Tuesday, September 26, 2023

Sefalana remains solid

Sefalana Group reported another stellar set of financial results, defying the economic downturn caused by COVID-19 and in some instances benefitting from the pandemic. 

On Thursday, the Botswana Stock Exchange listed retailer released its financial statements for the year that ended April 2020, with revenue up by ten percent to P5.8 billion, while profit before tax (PBT) came at P258.8 million, slightly above last year’s P256.7 million, which the retailer said it was their best showing.  

The group, whose business interests spans fast moving consumer goods (FMCG), commercial motors, manufacturing, properties and government contracts, was anchored by strong performance in Botswana, aided also by impressive performance across other markets it operates in. 

“Notwithstanding the difficult times, we have managed to close the year with a sterling performance. Last year we reported our best ever results and this year we have done it again, and are pleased to generate almost exactly the same profit despite the adverse impact of Covid-19,” the company said in a commentary accompanying the results. 

The retailer said it had placed greater focus on its FMCG business across countries it operates in, making considerable progress in the first half of the year before the disruptions brought by coronavirus containment measures, supressing consumer movements and causing uncertainty, resulting in cautious customers, who at first went on a panic buying spree in early April when lockdown was announced, and then reduced buying after lockdown ended in the third week of May. 

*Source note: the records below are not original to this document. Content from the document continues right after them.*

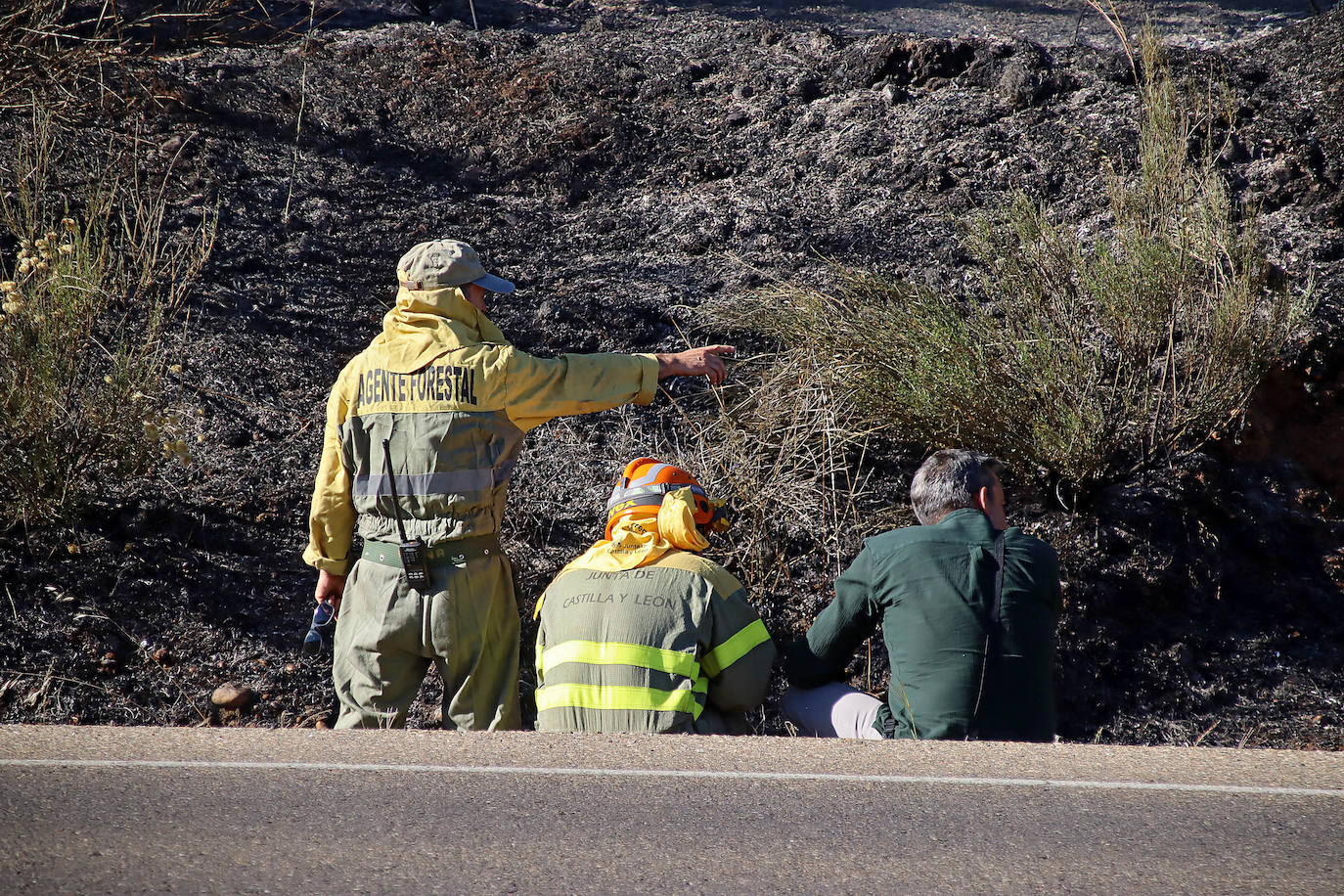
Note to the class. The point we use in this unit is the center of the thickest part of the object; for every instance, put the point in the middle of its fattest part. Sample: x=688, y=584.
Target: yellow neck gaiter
x=643, y=538
x=427, y=323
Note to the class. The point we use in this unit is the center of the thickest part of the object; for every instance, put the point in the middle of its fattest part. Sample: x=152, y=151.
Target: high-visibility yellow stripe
x=618, y=653
x=615, y=697
x=734, y=648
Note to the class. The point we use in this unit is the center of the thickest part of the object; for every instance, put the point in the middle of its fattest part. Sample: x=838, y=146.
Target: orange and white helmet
x=643, y=485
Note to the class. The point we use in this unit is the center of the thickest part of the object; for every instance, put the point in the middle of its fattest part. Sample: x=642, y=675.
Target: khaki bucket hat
x=446, y=262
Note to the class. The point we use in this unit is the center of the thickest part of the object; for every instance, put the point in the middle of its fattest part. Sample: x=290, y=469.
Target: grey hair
x=951, y=479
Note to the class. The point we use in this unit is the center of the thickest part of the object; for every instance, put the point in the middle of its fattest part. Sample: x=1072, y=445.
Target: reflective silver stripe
x=442, y=482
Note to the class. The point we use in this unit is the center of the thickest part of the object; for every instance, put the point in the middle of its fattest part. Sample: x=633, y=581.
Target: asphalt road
x=117, y=810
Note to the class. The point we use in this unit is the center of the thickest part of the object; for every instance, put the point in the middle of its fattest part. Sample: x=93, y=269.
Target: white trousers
x=832, y=711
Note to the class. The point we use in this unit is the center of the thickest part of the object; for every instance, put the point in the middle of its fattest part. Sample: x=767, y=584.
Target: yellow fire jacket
x=668, y=647
x=455, y=399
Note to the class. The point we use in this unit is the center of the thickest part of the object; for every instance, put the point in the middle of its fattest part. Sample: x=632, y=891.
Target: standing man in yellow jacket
x=642, y=633
x=423, y=432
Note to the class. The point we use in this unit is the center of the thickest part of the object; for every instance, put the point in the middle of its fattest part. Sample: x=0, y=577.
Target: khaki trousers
x=387, y=636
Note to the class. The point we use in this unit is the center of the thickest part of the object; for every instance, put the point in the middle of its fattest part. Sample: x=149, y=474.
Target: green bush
x=1086, y=360
x=82, y=353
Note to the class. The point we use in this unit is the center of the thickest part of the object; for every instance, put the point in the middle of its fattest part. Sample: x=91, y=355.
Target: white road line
x=674, y=773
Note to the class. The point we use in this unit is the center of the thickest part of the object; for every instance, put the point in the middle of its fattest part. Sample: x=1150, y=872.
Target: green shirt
x=931, y=586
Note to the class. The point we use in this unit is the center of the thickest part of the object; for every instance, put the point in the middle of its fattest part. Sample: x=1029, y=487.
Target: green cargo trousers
x=387, y=634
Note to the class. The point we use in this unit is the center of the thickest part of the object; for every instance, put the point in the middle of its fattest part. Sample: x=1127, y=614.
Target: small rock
x=230, y=696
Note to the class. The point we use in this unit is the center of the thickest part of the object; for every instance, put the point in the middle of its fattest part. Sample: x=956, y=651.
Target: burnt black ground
x=625, y=164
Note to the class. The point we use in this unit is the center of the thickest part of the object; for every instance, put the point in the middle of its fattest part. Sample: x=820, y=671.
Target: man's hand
x=696, y=362
x=330, y=587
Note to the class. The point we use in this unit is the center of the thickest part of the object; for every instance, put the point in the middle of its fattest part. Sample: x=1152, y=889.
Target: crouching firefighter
x=424, y=428
x=640, y=633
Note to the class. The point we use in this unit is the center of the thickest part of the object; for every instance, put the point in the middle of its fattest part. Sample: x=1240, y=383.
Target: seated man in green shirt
x=967, y=610
x=642, y=633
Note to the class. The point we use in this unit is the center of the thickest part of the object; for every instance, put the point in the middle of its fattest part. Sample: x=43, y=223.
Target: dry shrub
x=47, y=51
x=1082, y=360
x=82, y=352
x=786, y=463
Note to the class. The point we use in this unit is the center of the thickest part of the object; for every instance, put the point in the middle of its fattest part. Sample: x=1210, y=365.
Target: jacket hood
x=426, y=324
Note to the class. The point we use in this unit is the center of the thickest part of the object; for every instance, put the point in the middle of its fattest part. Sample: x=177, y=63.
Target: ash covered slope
x=618, y=169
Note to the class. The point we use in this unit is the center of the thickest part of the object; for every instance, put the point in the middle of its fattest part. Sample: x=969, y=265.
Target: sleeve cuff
x=648, y=379
x=326, y=564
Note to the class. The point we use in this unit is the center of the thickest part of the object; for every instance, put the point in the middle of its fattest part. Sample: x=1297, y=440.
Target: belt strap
x=456, y=553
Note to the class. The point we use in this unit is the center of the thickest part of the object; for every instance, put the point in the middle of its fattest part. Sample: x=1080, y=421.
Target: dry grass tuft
x=82, y=334
x=1084, y=360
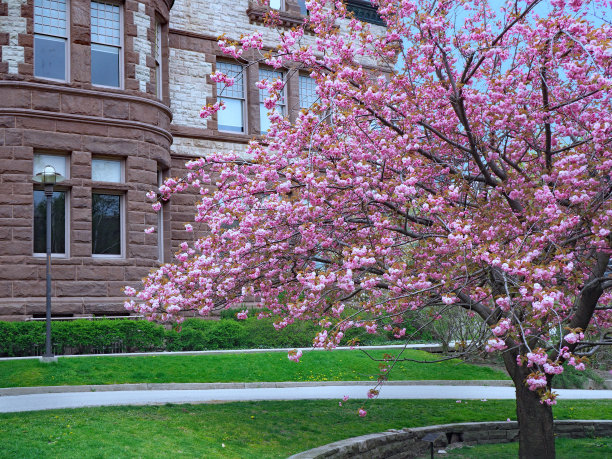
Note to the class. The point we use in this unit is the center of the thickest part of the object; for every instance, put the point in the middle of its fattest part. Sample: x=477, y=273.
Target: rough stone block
x=81, y=288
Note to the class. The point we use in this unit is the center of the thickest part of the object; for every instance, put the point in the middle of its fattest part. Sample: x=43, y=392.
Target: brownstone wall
x=76, y=123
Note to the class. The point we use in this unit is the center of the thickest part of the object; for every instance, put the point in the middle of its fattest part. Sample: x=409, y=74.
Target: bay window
x=51, y=39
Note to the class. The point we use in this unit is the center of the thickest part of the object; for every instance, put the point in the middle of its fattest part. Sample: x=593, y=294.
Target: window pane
x=308, y=92
x=105, y=23
x=270, y=76
x=106, y=224
x=50, y=17
x=303, y=8
x=236, y=72
x=263, y=117
x=106, y=170
x=58, y=222
x=231, y=119
x=50, y=57
x=58, y=162
x=105, y=65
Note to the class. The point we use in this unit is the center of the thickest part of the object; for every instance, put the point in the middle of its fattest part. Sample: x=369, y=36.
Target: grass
x=270, y=366
x=247, y=429
x=566, y=448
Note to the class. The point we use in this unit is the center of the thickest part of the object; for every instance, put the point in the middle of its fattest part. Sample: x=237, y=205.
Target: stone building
x=109, y=93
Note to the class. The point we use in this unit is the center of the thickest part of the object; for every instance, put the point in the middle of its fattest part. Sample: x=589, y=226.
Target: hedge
x=110, y=336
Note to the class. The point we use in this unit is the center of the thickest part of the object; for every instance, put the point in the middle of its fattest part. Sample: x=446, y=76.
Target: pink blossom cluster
x=472, y=177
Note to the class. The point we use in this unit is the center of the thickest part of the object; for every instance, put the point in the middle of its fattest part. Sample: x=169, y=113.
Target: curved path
x=48, y=401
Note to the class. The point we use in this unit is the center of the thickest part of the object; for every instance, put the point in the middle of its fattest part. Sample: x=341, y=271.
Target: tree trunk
x=536, y=428
x=536, y=434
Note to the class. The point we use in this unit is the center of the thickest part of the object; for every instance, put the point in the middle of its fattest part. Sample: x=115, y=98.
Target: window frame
x=283, y=105
x=245, y=118
x=98, y=187
x=160, y=222
x=121, y=162
x=66, y=46
x=158, y=57
x=57, y=188
x=282, y=6
x=122, y=223
x=121, y=47
x=301, y=77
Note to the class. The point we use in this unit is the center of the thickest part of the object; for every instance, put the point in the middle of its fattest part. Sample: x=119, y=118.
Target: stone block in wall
x=52, y=140
x=16, y=166
x=65, y=272
x=44, y=124
x=10, y=307
x=118, y=109
x=81, y=105
x=81, y=288
x=15, y=247
x=29, y=288
x=109, y=146
x=94, y=306
x=13, y=137
x=7, y=121
x=106, y=273
x=46, y=100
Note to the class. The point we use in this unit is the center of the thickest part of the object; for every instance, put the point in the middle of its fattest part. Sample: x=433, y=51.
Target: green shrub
x=574, y=379
x=111, y=336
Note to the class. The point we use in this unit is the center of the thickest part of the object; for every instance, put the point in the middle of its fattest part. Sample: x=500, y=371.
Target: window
x=160, y=221
x=232, y=117
x=106, y=40
x=50, y=39
x=106, y=231
x=308, y=92
x=303, y=9
x=158, y=68
x=107, y=210
x=59, y=209
x=269, y=75
x=106, y=170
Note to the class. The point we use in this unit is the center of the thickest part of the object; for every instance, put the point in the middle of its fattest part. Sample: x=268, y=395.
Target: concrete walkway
x=48, y=401
x=427, y=347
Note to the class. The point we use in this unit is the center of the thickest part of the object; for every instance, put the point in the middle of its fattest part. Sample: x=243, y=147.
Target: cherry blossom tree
x=458, y=159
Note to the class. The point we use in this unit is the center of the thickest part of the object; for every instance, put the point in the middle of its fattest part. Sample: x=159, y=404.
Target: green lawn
x=247, y=429
x=271, y=366
x=566, y=448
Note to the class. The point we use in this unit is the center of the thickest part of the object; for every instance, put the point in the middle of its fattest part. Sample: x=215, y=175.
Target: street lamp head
x=48, y=176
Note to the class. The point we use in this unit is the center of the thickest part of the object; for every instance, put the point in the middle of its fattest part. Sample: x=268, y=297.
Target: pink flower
x=295, y=355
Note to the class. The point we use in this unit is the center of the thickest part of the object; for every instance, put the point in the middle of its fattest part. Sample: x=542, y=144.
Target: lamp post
x=48, y=177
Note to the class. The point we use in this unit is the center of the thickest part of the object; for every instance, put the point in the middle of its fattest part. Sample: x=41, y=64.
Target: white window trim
x=278, y=104
x=66, y=254
x=159, y=61
x=122, y=225
x=160, y=222
x=245, y=118
x=300, y=76
x=66, y=49
x=121, y=162
x=121, y=47
x=281, y=6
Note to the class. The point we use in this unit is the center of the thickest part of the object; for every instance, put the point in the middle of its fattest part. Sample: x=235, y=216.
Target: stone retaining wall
x=407, y=443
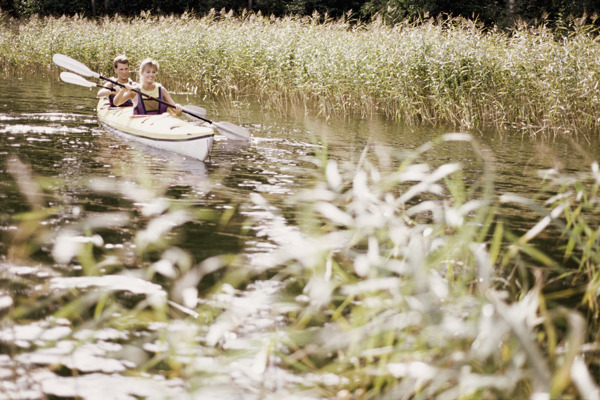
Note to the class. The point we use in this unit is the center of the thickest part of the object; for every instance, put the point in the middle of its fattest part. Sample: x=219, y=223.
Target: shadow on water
x=52, y=127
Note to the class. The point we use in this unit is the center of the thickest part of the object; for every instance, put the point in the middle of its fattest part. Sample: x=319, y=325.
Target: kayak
x=164, y=131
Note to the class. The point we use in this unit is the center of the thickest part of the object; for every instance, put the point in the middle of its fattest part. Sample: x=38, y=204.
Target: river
x=51, y=127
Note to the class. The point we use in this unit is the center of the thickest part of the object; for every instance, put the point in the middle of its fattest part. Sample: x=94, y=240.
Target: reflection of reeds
x=449, y=71
x=404, y=284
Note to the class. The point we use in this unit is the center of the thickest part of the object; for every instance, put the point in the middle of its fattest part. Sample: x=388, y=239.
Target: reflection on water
x=52, y=127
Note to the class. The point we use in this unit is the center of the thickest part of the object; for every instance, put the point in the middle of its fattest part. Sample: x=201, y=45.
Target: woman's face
x=149, y=75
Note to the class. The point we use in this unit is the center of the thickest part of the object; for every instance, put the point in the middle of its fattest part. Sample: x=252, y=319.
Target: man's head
x=121, y=64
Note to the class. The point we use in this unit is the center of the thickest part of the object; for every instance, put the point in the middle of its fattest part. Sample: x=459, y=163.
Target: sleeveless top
x=146, y=106
x=111, y=97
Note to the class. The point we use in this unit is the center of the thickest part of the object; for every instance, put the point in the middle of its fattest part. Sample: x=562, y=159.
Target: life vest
x=146, y=106
x=111, y=97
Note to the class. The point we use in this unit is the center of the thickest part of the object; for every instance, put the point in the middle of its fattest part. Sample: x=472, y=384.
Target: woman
x=143, y=105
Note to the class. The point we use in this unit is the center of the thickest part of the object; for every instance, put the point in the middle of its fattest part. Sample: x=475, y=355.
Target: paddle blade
x=195, y=112
x=232, y=131
x=70, y=77
x=73, y=65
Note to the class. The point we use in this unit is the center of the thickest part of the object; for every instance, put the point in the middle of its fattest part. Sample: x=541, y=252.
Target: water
x=51, y=127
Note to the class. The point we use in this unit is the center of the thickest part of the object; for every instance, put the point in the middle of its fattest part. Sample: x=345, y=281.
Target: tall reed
x=437, y=71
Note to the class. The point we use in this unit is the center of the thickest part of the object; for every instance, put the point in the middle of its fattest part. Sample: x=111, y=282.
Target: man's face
x=122, y=71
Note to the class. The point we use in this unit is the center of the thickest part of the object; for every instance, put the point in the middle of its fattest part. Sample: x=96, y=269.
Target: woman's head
x=148, y=65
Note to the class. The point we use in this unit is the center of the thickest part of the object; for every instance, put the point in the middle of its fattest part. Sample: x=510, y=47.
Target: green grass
x=401, y=284
x=435, y=72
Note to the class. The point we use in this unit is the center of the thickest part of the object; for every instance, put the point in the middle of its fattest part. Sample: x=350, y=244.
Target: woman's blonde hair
x=147, y=64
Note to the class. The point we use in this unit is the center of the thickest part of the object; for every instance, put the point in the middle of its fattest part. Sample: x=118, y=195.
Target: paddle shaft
x=154, y=98
x=228, y=129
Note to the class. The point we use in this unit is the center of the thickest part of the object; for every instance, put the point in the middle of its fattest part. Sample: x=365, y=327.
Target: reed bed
x=434, y=72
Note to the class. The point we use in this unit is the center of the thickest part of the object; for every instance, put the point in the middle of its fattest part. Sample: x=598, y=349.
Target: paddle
x=231, y=131
x=75, y=79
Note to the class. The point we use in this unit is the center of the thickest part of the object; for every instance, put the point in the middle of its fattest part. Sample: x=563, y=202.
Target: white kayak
x=164, y=131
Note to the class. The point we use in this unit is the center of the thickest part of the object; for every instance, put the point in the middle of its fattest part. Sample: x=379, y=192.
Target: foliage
x=394, y=284
x=447, y=71
x=393, y=11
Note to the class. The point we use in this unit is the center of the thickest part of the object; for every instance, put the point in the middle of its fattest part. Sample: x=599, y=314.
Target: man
x=121, y=65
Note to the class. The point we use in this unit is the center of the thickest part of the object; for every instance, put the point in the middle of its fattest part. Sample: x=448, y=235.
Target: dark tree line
x=501, y=12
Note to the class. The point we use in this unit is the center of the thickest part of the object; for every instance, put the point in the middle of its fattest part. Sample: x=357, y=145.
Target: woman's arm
x=106, y=90
x=124, y=94
x=169, y=100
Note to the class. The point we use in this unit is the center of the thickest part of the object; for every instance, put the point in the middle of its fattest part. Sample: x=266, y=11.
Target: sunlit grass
x=448, y=71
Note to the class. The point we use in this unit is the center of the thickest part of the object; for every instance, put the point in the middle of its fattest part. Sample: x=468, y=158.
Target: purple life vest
x=111, y=97
x=144, y=103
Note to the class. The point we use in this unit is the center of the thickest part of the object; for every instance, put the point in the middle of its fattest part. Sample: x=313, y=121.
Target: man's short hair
x=120, y=60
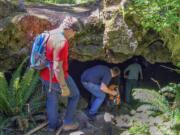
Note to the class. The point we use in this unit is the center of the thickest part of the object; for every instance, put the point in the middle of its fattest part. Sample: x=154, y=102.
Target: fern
x=14, y=97
x=153, y=98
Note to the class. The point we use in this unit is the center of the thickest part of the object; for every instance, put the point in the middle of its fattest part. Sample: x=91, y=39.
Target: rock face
x=108, y=35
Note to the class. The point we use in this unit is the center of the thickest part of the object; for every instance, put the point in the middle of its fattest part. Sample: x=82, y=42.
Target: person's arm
x=140, y=71
x=125, y=72
x=59, y=72
x=105, y=89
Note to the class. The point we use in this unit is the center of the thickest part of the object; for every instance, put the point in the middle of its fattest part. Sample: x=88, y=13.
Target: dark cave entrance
x=157, y=71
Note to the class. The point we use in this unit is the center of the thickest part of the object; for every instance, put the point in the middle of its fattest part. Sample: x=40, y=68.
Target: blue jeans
x=98, y=96
x=130, y=84
x=52, y=102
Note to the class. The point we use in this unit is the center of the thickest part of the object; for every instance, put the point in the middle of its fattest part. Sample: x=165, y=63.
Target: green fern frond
x=177, y=98
x=5, y=106
x=3, y=84
x=153, y=98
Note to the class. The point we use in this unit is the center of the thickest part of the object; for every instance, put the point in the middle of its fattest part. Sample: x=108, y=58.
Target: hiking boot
x=70, y=127
x=91, y=117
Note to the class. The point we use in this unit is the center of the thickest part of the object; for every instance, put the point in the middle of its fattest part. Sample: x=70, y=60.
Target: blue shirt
x=97, y=75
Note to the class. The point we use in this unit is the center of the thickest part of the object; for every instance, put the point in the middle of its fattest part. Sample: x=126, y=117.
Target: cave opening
x=161, y=73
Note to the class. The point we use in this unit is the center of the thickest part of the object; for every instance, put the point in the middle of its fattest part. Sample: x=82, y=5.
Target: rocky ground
x=122, y=120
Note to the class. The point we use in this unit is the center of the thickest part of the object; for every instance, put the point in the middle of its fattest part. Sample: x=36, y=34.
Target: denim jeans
x=52, y=102
x=98, y=96
x=130, y=84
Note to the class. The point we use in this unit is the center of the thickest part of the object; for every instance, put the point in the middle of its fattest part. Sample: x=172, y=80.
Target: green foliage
x=158, y=102
x=15, y=96
x=62, y=1
x=157, y=15
x=139, y=129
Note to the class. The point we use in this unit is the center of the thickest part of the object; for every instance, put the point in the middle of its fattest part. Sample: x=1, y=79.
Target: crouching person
x=57, y=53
x=96, y=81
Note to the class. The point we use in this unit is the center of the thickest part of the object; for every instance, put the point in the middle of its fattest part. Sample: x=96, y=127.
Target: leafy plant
x=62, y=1
x=159, y=103
x=139, y=129
x=17, y=94
x=157, y=15
x=152, y=97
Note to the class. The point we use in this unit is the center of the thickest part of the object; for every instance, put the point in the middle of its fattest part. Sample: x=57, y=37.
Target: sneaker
x=70, y=127
x=91, y=117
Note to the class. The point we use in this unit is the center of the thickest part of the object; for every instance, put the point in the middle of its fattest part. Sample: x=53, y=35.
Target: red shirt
x=62, y=56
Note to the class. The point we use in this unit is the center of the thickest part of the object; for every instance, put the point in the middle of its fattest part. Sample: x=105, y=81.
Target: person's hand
x=65, y=92
x=113, y=93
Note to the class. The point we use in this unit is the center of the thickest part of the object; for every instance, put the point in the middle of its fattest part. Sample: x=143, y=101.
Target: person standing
x=96, y=80
x=131, y=74
x=57, y=53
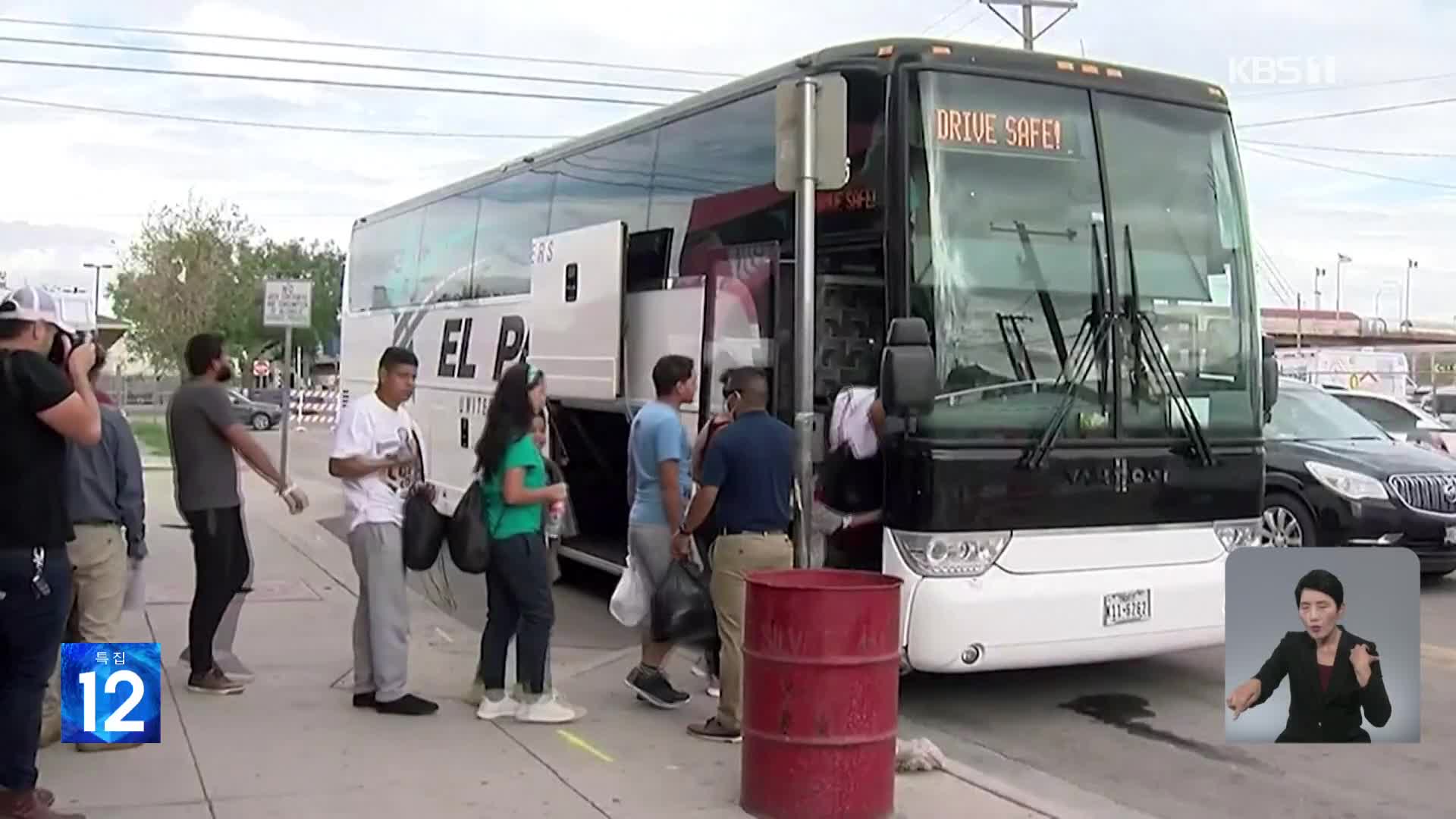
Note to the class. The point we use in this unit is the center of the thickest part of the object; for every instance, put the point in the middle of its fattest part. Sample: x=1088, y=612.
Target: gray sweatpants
x=382, y=618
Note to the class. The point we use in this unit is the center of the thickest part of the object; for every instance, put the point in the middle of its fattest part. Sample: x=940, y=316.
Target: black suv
x=1334, y=479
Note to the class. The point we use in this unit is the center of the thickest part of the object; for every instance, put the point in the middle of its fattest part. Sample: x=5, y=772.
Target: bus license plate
x=1128, y=607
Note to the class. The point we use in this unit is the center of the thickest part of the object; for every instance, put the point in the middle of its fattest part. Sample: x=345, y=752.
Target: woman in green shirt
x=513, y=480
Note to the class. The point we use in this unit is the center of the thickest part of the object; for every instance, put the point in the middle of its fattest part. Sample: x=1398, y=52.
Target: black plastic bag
x=683, y=607
x=424, y=529
x=468, y=535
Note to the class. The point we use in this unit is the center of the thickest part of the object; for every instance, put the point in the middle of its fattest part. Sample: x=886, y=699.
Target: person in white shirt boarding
x=660, y=482
x=376, y=452
x=39, y=413
x=206, y=442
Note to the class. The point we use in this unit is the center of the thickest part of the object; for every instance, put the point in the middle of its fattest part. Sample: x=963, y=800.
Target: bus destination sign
x=1005, y=133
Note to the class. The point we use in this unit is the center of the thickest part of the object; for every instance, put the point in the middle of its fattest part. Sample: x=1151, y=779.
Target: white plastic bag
x=629, y=601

Net margin was also reduced after customers prioritised essentials over luxury high margin goods. In a stroke of luck, Sefalana says it was able to benefit largely from the government’s food packages which were given to those affected by the lockdown. The government spent nearly P400 million on the food subsidy programme. 

“From a top line growth perspective, we benefitted from the government Covid-19 relief program where many donors selected Sefalana as their preferred supplier due to the competitive prices on offer,” the company said.

“We deliberately reduced margins on these orders to maximise the food being made available to those in need. As a consequence, our turnover increased but at very slim margins. Our advance planning enabled us to stock up on key lines and this enabled us to be in a position of having adequate stock of these lines when our competitors had run out.”

In Botswana, Sefalana operates 55 stores: 4 hyper stores and 25 Cash and Carry stores, both mainly targeting resellers and bulk buyers. It also has 26 retail stores under its Shoppers brand. The Botswana businesses, made up of retail, manufacturing and property, contributed more than of the group’s revenue and profit, which came at P135.6 million. 

The 21 stores in Namibia were also a bright spot, bringing in P53.2 million in profit before tax. The group says it plans to open an additional ten stores, pleased with their return on investments in the country since they started operating there in 2015. The South African investment also did well, delivering P37.5 million. In 2017, Sefalana bought into a consortium in South Africa, spending R250 million, and in return, the retailer gets a fixed annual return of R50 million for five years, and after that, the investment can be converted into a 30 percent equity in the consortium which owns 15 stores. 

The Zambian and Lesotho operations were also profitable, bringing in P11.6 million and P1.2 million respectively.